November 30, 2015
Not long ago a well-known member of the “reformedish” world explained to me that his gifts were too significant to be squandered accepting invitations to speak at anything other than large churches and prominent conferences. My heart sank. This was a man I admired; whose work had been an encouragement to me. Don’t misunderstand. I don’t begrudge him the right to make a living. What shocked me was the unabashed mercenary attitude displayed. Ministry, it seems, goes to the highest bidder and most prestigious gig.
I wish his attitude was the exception. But experience has been teaching me that it is not. I suppose I know too much. I have seen too much of the inner workings of the Evangelical Industrial Complex to remain naïve. Brothers, we have a problem and her name is greed.

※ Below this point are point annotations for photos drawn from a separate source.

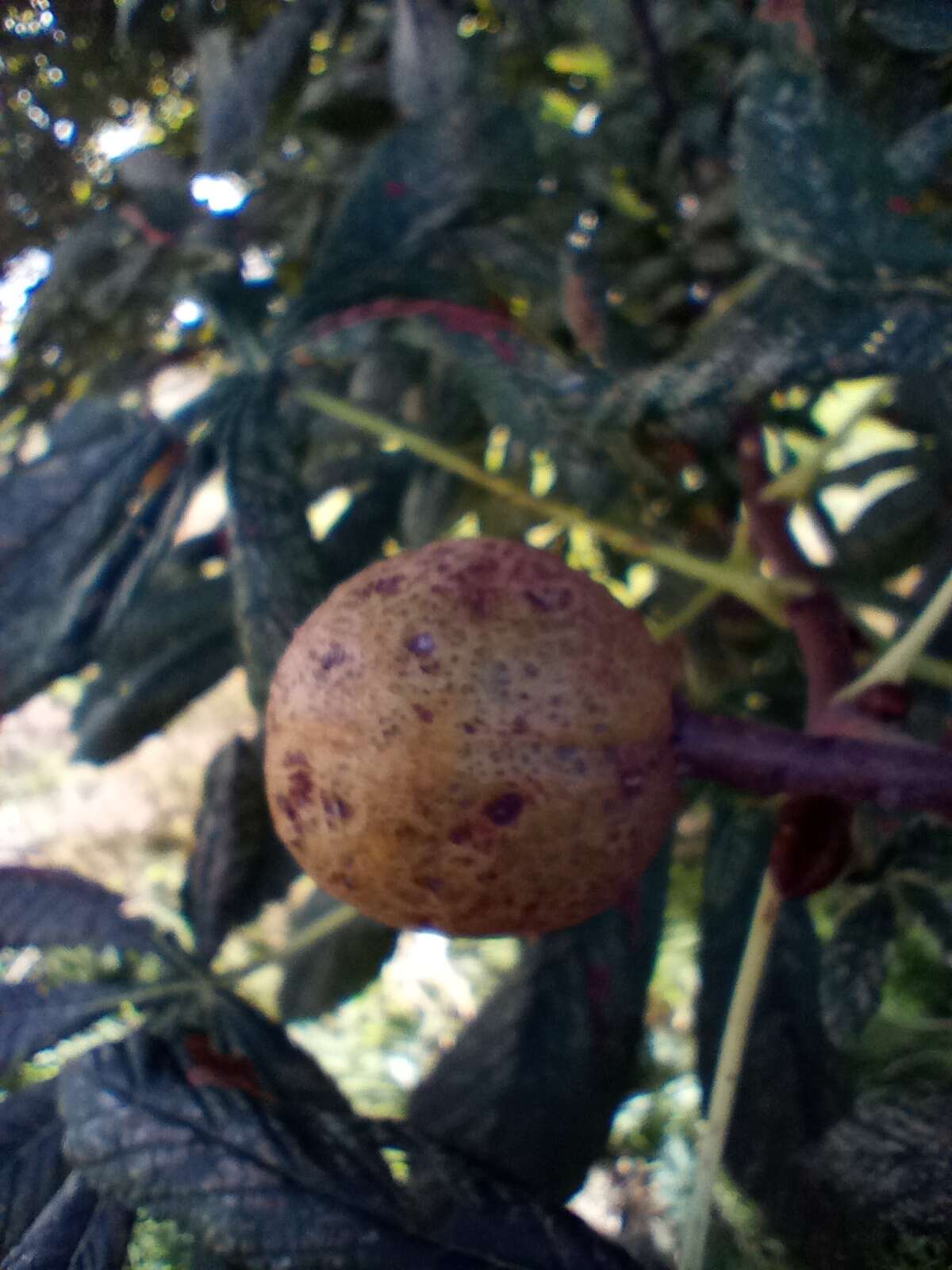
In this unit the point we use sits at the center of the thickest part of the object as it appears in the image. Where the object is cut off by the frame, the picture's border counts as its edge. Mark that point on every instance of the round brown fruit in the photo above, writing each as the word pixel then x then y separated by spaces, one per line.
pixel 474 738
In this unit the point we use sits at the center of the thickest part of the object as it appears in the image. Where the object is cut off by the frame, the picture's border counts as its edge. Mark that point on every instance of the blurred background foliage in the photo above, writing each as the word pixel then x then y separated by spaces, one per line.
pixel 564 243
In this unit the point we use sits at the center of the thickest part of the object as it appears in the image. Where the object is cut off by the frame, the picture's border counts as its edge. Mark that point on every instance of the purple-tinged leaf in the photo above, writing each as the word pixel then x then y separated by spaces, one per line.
pixel 568 1019
pixel 286 1072
pixel 32 1165
pixel 465 1206
pixel 277 571
pixel 238 92
pixel 427 59
pixel 816 187
pixel 52 907
pixel 182 1134
pixel 933 911
pixel 239 864
pixel 173 645
pixel 61 521
pixel 890 1162
pixel 321 977
pixel 854 967
pixel 75 1231
pixel 919 25
pixel 148 1124
pixel 416 182
pixel 32 1018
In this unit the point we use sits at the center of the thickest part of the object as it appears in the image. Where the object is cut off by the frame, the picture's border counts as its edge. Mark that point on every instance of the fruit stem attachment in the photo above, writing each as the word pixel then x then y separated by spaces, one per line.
pixel 311 933
pixel 767 597
pixel 730 1060
pixel 766 760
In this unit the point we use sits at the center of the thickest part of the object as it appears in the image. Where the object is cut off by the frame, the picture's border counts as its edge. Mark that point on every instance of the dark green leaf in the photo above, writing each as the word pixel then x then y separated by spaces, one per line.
pixel 175 641
pixel 816 187
pixel 338 965
pixel 32 1166
pixel 283 1070
pixel 920 25
pixel 238 863
pixel 67 540
pixel 926 848
pixel 569 1019
pixel 892 1164
pixel 75 1231
pixel 933 911
pixel 32 1019
pixel 50 907
pixel 790 1089
pixel 854 967
pixel 781 330
pixel 236 93
pixel 918 156
pixel 414 184
pixel 427 60
pixel 150 1124
pixel 276 567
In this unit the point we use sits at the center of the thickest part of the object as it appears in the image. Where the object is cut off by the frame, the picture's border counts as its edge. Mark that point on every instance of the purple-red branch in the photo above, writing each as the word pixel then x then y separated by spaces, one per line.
pixel 766 760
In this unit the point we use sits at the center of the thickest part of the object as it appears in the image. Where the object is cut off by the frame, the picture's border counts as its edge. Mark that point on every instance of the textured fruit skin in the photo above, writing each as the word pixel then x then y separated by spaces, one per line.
pixel 474 738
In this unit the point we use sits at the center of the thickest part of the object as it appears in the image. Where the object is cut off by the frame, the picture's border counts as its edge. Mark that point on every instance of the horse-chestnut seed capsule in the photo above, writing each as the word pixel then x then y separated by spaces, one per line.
pixel 473 737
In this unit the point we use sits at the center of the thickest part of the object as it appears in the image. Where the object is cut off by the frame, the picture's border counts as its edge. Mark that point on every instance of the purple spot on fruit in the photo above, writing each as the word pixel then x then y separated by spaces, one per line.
pixel 336 808
pixel 289 808
pixel 300 787
pixel 630 783
pixel 537 600
pixel 336 656
pixel 549 601
pixel 505 810
pixel 422 645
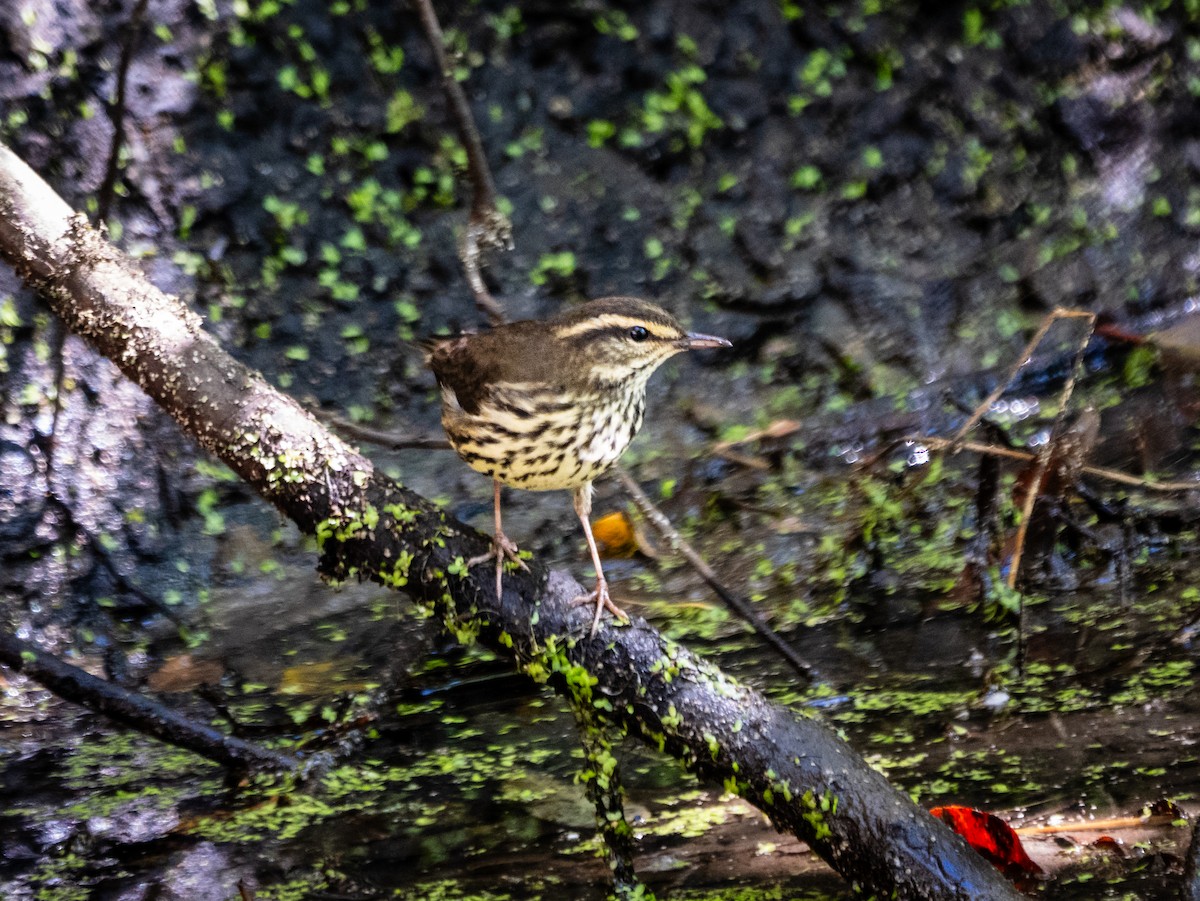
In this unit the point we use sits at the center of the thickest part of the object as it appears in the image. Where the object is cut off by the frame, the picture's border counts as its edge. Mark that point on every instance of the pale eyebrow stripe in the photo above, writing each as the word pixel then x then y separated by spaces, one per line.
pixel 615 320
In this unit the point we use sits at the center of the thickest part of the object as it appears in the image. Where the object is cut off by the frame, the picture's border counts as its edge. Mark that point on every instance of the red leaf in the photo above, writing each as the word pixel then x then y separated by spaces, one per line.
pixel 991 836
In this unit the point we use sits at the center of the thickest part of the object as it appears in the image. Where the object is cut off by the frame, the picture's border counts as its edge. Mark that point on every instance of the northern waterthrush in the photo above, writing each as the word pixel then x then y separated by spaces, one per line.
pixel 544 404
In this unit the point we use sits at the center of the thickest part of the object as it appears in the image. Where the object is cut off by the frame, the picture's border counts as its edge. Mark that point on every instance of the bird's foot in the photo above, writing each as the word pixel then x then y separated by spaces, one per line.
pixel 504 550
pixel 603 601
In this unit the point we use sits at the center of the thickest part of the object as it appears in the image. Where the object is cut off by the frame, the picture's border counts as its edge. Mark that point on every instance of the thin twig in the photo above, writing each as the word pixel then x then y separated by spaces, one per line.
pixel 117 110
pixel 739 606
pixel 487 228
pixel 1047 451
pixel 1113 475
pixel 1026 355
pixel 139 712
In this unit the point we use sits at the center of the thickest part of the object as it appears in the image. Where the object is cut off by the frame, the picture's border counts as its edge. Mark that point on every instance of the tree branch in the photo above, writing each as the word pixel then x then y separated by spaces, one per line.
pixel 792 767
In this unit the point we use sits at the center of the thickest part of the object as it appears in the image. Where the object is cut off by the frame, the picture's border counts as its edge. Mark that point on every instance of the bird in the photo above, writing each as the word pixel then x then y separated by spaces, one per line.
pixel 546 404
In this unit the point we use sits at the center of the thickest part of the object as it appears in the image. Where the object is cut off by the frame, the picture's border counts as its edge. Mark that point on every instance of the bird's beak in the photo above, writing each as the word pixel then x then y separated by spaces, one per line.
pixel 696 342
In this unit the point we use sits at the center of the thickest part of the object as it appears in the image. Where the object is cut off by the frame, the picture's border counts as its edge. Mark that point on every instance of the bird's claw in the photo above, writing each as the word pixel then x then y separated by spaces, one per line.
pixel 599 596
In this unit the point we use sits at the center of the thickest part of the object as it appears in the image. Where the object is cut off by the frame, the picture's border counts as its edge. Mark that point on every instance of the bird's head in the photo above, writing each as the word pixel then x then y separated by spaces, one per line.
pixel 618 338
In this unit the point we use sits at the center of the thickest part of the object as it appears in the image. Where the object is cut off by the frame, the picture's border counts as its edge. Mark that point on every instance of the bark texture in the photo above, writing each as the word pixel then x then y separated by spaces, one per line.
pixel 791 766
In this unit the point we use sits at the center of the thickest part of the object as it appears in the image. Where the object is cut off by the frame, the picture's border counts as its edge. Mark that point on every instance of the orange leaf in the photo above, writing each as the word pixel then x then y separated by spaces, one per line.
pixel 615 533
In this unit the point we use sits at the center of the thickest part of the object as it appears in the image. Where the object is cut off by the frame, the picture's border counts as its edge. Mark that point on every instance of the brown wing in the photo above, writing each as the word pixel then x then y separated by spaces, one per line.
pixel 471 364
pixel 459 365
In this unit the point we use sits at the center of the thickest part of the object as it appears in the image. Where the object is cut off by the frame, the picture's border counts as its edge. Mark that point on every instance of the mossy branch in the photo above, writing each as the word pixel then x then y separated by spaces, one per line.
pixel 792 767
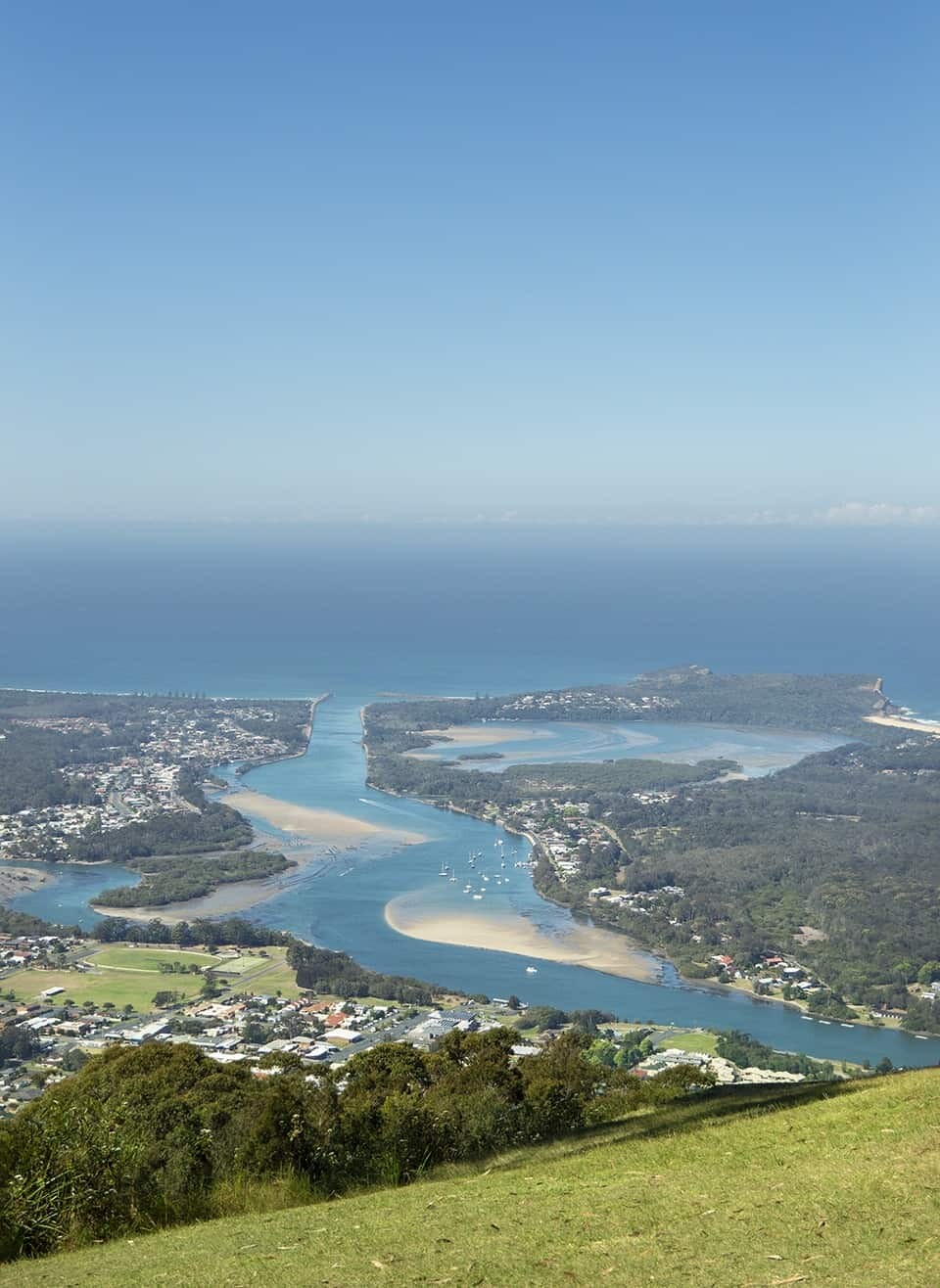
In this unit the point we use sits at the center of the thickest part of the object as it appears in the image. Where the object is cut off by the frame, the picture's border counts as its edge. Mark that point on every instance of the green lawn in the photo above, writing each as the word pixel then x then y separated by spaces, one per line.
pixel 128 957
pixel 695 1040
pixel 747 1189
pixel 121 987
pixel 237 965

We are rightly scandalized by the efforts to sanctify greed by such modern prosperity preachers as Steven Furtick and TD Jakes. But I fear that we in the Reformed world are developing our own versions of Jakes and Furtick (albeit less crass and with better theology). I know that is a provocative statement. I know that some will take offense. Believe me when I state that it gives me no pleasure to write such a sentence. But the evidence continues to mount. We are becoming lovers of money and fame. And I have a suspicion that those who will object to this conclusion know in their hearts that it is true.
Now before any straw men are quickly built and cast down allow me to clarify a few things.
1. Faithful preachers are worth their keep. The Bible tells me so (1 Cor. 9:3-14; 1 Tim. 5:17-18).
2. There is nothing noble about asceticism. I hate asceticism. It is nothing more than self-righteousness placarded as self-denial. I remember Tony Campolo’s ridiculous line (he had a lot of them) that you cannot be a Christian and drive a BMW. Nonsense.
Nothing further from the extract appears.